Un contribuable qui n'a pas reporté sur sa déclaration de revenus de l'année N les déficits BIC provenant d'années antérieures ne peut obtenir par voie de réclamation le droit de les imputer sur ses revenus des années suivantes, dès lors qu'à la date de sa réclamation, le délai de réclamation de l'année N était expiré.
CAA Marseille 3 février 2009 n°06-954, 4e ch., Cara

IMPOTS FONCIERS

Terrain constructible - prise en compte de l'usage de verger donné - taxe sur les propriétés bâties (non)

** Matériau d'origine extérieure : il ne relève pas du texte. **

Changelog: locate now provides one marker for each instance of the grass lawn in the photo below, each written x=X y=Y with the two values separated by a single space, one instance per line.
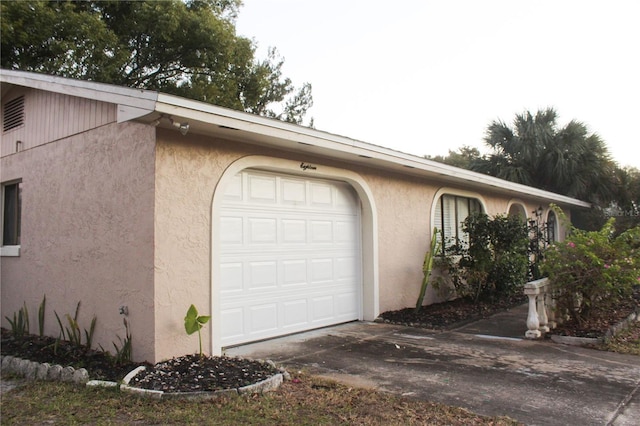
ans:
x=307 y=400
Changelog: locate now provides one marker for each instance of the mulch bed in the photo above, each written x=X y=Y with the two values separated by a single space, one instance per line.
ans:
x=100 y=365
x=451 y=314
x=188 y=373
x=456 y=313
x=193 y=373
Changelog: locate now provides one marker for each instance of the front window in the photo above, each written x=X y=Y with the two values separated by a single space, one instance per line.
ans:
x=451 y=211
x=11 y=212
x=551 y=227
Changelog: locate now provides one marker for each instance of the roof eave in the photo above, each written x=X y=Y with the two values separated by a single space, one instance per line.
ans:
x=241 y=126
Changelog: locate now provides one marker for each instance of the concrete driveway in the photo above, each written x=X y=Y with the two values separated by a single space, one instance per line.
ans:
x=535 y=382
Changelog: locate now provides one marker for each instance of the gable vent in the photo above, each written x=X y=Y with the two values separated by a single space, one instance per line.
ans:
x=13 y=114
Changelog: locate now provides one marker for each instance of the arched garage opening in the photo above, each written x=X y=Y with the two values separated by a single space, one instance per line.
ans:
x=291 y=249
x=517 y=209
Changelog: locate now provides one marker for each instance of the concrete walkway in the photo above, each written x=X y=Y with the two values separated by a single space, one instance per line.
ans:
x=484 y=366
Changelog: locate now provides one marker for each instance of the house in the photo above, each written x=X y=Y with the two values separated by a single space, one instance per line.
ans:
x=138 y=204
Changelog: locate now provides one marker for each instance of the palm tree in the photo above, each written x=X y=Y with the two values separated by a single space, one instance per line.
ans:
x=535 y=152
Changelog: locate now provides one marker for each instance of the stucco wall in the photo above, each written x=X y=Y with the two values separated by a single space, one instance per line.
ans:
x=188 y=170
x=87 y=232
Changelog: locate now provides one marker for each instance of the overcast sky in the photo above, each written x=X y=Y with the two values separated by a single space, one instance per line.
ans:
x=423 y=76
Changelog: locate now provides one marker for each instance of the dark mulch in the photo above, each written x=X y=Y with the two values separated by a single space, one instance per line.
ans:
x=451 y=314
x=188 y=373
x=456 y=313
x=600 y=322
x=100 y=365
x=192 y=373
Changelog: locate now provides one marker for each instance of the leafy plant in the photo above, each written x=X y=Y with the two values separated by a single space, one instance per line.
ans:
x=593 y=271
x=493 y=263
x=20 y=322
x=193 y=323
x=427 y=267
x=41 y=311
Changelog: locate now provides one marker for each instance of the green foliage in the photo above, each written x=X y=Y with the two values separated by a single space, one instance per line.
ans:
x=20 y=322
x=494 y=262
x=193 y=323
x=187 y=48
x=41 y=312
x=72 y=333
x=536 y=152
x=124 y=352
x=592 y=271
x=427 y=267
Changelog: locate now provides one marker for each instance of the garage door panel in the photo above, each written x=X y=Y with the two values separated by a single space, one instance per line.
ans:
x=294 y=192
x=263 y=230
x=295 y=313
x=294 y=272
x=321 y=270
x=321 y=231
x=262 y=274
x=345 y=304
x=294 y=231
x=231 y=230
x=322 y=308
x=231 y=276
x=233 y=319
x=263 y=318
x=290 y=256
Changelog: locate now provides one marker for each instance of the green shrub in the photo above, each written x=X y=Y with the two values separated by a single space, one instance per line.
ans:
x=592 y=271
x=494 y=263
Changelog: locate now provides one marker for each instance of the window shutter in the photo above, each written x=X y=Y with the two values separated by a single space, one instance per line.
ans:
x=13 y=114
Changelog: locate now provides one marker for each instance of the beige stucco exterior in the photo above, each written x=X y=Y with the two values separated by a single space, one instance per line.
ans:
x=87 y=232
x=124 y=214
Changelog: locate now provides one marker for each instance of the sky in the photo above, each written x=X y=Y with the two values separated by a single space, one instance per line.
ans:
x=425 y=77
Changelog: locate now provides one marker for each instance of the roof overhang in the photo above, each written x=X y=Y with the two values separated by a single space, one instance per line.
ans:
x=207 y=119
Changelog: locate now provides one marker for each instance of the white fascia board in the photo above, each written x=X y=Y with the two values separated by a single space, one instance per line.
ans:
x=283 y=131
x=130 y=99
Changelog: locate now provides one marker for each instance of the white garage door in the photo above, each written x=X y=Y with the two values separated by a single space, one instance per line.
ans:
x=290 y=256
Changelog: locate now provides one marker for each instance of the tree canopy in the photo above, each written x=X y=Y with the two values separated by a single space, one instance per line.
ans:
x=188 y=48
x=535 y=151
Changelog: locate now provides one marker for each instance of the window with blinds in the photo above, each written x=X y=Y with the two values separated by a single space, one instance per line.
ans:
x=451 y=211
x=13 y=114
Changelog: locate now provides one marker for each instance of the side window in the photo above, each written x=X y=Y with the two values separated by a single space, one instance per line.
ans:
x=450 y=213
x=551 y=228
x=11 y=214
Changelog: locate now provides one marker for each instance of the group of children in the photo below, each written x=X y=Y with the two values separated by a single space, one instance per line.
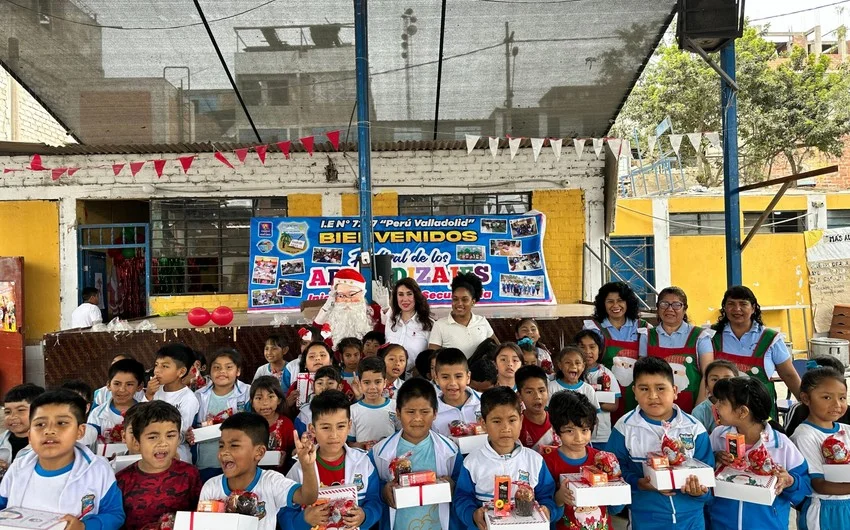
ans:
x=541 y=421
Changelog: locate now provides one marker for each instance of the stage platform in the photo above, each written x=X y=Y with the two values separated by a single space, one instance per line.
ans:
x=82 y=354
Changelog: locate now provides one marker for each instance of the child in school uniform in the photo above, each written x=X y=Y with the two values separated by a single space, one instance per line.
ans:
x=823 y=392
x=59 y=475
x=502 y=455
x=336 y=463
x=640 y=432
x=416 y=404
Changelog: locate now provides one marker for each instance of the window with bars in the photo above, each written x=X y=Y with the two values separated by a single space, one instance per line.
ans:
x=473 y=204
x=201 y=245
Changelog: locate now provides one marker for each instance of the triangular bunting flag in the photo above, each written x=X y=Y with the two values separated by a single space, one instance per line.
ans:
x=307 y=142
x=158 y=166
x=333 y=137
x=696 y=140
x=579 y=145
x=284 y=148
x=223 y=159
x=186 y=162
x=556 y=144
x=513 y=143
x=597 y=146
x=536 y=147
x=135 y=167
x=471 y=141
x=241 y=154
x=676 y=142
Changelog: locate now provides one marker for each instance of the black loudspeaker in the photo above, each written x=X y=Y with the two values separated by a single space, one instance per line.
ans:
x=709 y=24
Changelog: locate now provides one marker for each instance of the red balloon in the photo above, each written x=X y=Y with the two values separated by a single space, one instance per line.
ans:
x=222 y=315
x=198 y=316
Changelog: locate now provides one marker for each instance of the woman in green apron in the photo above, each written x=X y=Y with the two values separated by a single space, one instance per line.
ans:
x=758 y=351
x=615 y=319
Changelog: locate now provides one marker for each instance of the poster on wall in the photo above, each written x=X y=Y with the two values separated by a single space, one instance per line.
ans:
x=295 y=259
x=828 y=259
x=8 y=321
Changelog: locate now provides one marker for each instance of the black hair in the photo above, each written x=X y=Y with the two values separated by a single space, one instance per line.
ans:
x=329 y=401
x=528 y=372
x=252 y=424
x=484 y=370
x=415 y=388
x=497 y=396
x=156 y=411
x=26 y=392
x=128 y=366
x=653 y=366
x=269 y=383
x=61 y=396
x=470 y=282
x=80 y=387
x=566 y=407
x=372 y=364
x=625 y=292
x=451 y=357
x=738 y=292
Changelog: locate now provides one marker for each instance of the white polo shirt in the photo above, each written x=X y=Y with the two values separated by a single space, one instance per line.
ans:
x=447 y=333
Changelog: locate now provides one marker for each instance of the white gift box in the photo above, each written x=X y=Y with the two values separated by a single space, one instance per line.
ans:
x=15 y=518
x=674 y=477
x=536 y=521
x=745 y=486
x=422 y=495
x=614 y=493
x=215 y=521
x=470 y=443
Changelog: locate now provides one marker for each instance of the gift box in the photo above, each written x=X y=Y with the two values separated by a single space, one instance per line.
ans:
x=438 y=493
x=467 y=444
x=674 y=477
x=536 y=521
x=613 y=493
x=215 y=521
x=742 y=485
x=14 y=518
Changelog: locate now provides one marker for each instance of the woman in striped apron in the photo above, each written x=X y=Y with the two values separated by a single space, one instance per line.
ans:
x=686 y=347
x=615 y=319
x=758 y=351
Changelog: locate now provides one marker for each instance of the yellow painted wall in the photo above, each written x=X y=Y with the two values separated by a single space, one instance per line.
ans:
x=31 y=230
x=562 y=245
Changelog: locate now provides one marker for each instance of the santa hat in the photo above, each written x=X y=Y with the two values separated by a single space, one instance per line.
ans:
x=350 y=277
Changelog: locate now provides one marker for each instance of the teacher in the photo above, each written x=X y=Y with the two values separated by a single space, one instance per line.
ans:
x=462 y=329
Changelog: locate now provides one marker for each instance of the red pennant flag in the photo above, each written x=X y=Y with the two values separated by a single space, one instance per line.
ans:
x=284 y=147
x=135 y=167
x=241 y=154
x=307 y=142
x=223 y=159
x=261 y=153
x=158 y=166
x=333 y=136
x=186 y=162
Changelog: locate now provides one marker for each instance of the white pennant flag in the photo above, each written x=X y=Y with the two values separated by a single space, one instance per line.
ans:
x=556 y=144
x=676 y=142
x=513 y=143
x=579 y=145
x=597 y=146
x=536 y=147
x=494 y=146
x=471 y=141
x=696 y=140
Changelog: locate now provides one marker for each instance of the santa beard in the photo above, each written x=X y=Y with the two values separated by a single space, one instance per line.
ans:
x=353 y=319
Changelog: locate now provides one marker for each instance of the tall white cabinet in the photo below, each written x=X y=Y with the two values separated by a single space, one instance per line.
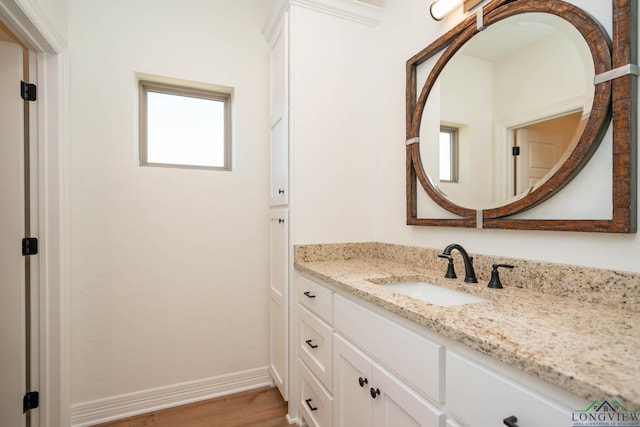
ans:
x=323 y=144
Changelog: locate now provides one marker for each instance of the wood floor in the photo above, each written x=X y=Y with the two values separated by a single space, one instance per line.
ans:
x=261 y=407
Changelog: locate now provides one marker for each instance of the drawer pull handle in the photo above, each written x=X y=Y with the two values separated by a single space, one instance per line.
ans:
x=511 y=421
x=308 y=402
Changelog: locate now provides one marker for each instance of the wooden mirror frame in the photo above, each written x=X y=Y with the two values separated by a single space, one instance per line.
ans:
x=614 y=99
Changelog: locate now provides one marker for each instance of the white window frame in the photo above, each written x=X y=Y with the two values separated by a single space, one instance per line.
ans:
x=453 y=133
x=222 y=94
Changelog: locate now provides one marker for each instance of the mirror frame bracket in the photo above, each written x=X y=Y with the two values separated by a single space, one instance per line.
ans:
x=623 y=91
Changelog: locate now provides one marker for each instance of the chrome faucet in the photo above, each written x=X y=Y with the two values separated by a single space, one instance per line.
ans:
x=469 y=272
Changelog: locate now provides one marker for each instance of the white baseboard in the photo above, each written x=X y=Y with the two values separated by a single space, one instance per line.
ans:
x=140 y=402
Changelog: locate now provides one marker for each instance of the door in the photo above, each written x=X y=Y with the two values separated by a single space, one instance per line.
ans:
x=398 y=405
x=13 y=355
x=352 y=383
x=539 y=152
x=278 y=300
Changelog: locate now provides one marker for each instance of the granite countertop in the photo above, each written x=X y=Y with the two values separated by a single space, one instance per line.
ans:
x=589 y=349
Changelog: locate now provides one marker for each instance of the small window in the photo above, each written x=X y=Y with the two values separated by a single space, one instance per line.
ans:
x=183 y=126
x=448 y=154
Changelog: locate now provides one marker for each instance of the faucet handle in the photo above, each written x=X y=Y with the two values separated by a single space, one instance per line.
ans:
x=451 y=273
x=495 y=282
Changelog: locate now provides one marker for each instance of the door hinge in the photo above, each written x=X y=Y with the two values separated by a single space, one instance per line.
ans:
x=27 y=91
x=29 y=246
x=30 y=401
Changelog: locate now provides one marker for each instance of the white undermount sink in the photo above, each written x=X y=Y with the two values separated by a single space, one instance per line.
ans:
x=433 y=294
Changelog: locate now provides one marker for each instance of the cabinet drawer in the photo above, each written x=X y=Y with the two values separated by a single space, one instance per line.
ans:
x=414 y=358
x=315 y=297
x=315 y=345
x=315 y=404
x=481 y=397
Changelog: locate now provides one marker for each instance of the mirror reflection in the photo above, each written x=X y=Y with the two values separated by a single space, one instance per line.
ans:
x=507 y=110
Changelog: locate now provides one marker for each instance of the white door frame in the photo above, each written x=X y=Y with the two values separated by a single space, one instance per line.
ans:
x=503 y=166
x=30 y=24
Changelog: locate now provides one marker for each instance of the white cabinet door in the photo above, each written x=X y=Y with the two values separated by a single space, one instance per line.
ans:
x=278 y=294
x=352 y=374
x=366 y=395
x=279 y=119
x=396 y=405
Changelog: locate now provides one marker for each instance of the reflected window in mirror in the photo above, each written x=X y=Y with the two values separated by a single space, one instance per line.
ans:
x=448 y=153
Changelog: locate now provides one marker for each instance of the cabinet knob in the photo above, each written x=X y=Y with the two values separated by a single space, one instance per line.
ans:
x=511 y=421
x=308 y=402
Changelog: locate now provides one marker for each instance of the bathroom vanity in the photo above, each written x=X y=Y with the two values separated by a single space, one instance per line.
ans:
x=368 y=355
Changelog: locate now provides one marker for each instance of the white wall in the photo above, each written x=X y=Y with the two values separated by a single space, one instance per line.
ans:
x=169 y=267
x=333 y=112
x=406 y=29
x=56 y=11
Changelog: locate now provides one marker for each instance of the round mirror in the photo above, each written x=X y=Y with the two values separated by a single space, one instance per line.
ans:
x=507 y=110
x=507 y=115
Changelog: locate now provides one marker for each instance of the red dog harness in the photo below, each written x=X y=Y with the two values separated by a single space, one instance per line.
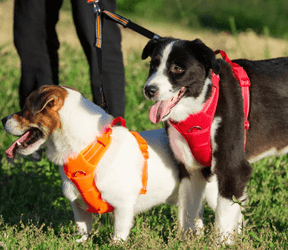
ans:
x=81 y=170
x=196 y=128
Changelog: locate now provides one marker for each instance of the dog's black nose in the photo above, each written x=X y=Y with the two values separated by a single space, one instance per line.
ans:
x=150 y=91
x=4 y=120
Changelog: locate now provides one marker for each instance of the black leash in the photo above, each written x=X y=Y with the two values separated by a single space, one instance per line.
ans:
x=98 y=37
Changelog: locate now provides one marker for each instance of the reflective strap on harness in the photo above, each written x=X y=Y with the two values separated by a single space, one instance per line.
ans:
x=81 y=170
x=244 y=81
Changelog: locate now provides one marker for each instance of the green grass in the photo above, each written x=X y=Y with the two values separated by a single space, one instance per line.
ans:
x=35 y=215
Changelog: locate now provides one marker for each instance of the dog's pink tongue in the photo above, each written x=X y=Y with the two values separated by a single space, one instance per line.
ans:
x=162 y=108
x=10 y=152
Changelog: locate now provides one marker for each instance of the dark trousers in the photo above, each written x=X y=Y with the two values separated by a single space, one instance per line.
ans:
x=37 y=44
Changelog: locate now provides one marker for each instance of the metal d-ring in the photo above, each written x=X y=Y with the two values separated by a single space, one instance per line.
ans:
x=198 y=127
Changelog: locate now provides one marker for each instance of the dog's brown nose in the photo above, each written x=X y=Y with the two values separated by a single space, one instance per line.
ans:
x=150 y=91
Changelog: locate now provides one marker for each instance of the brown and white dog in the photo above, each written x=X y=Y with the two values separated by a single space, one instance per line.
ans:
x=180 y=71
x=66 y=122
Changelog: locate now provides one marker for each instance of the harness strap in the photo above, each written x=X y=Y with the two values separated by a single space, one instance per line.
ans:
x=196 y=128
x=81 y=170
x=244 y=81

Une parcelle constructible affectée à un usage de verger ne peut être classée comme terrain à bâtir sous le seul motif tiré de la constructibilité du terrain, négligeant ainsi l'intention des propriétaires quant à l'affectation de ce terrain.
CE 24 juin 2009 n°295672, 8e et 3e s.-s,. Alloua : RJF 10/09 n°850

CONTENTIEUX FISCAL

Vérification de comptabilité - copropriété - modalité d'exécution

Sur la vérification de comptabilité de la copropriété d'un navire ayant porté sur les bénéfices de celle-ci afin de déterminer la quote-part revenant à chaque copropriétaire, il a été jugé que :
Selon les dispositions combinées de l'article 8 quater de CGI et de l'article 73,I de la loi du 30 décembre 1977, l'avis de vérification de comptabilité prévu à l'article L47 du LPF doit être adressé à la copropriété et non à chacun de ses membres.
Que cette vérification est indépendante d'un contrôle sur pièce dont un des quirataires a fait l'objet ayant conduit à remettre en cause des déductions sur son revenu global qu'il avait pratiquées au titre de son régime d'imposition.
Les vices éventuels résultant de la vérification de comptabilité sont sans incidence sur la régularité de la procédure d'imposition suivie à son égard.
CE 27 mai 2009 °295457, 9e et 10e s.-s., Barboteau

Vérification de comptabilité - conflit d'intérêt - irrégularité de la procédure

La vérification de comptabilité d'une société civile, effectuée après dissolution de celle-ci, alors que le contribuable et sa coassociée étaient en litige professionnel, ne peut être regardée comme présentant toutes les garanties d'impartialité requises, étant apparu que le vérificateur avait procédé à des redressements suite à des interventions et des critiques d'un inspecteur général des finances ami intime de l'ancienne associée du contribuable.
L'irrégularité qui en résulte a pour conséquence la décharge de l'ensemble des impositions issues de la vérification.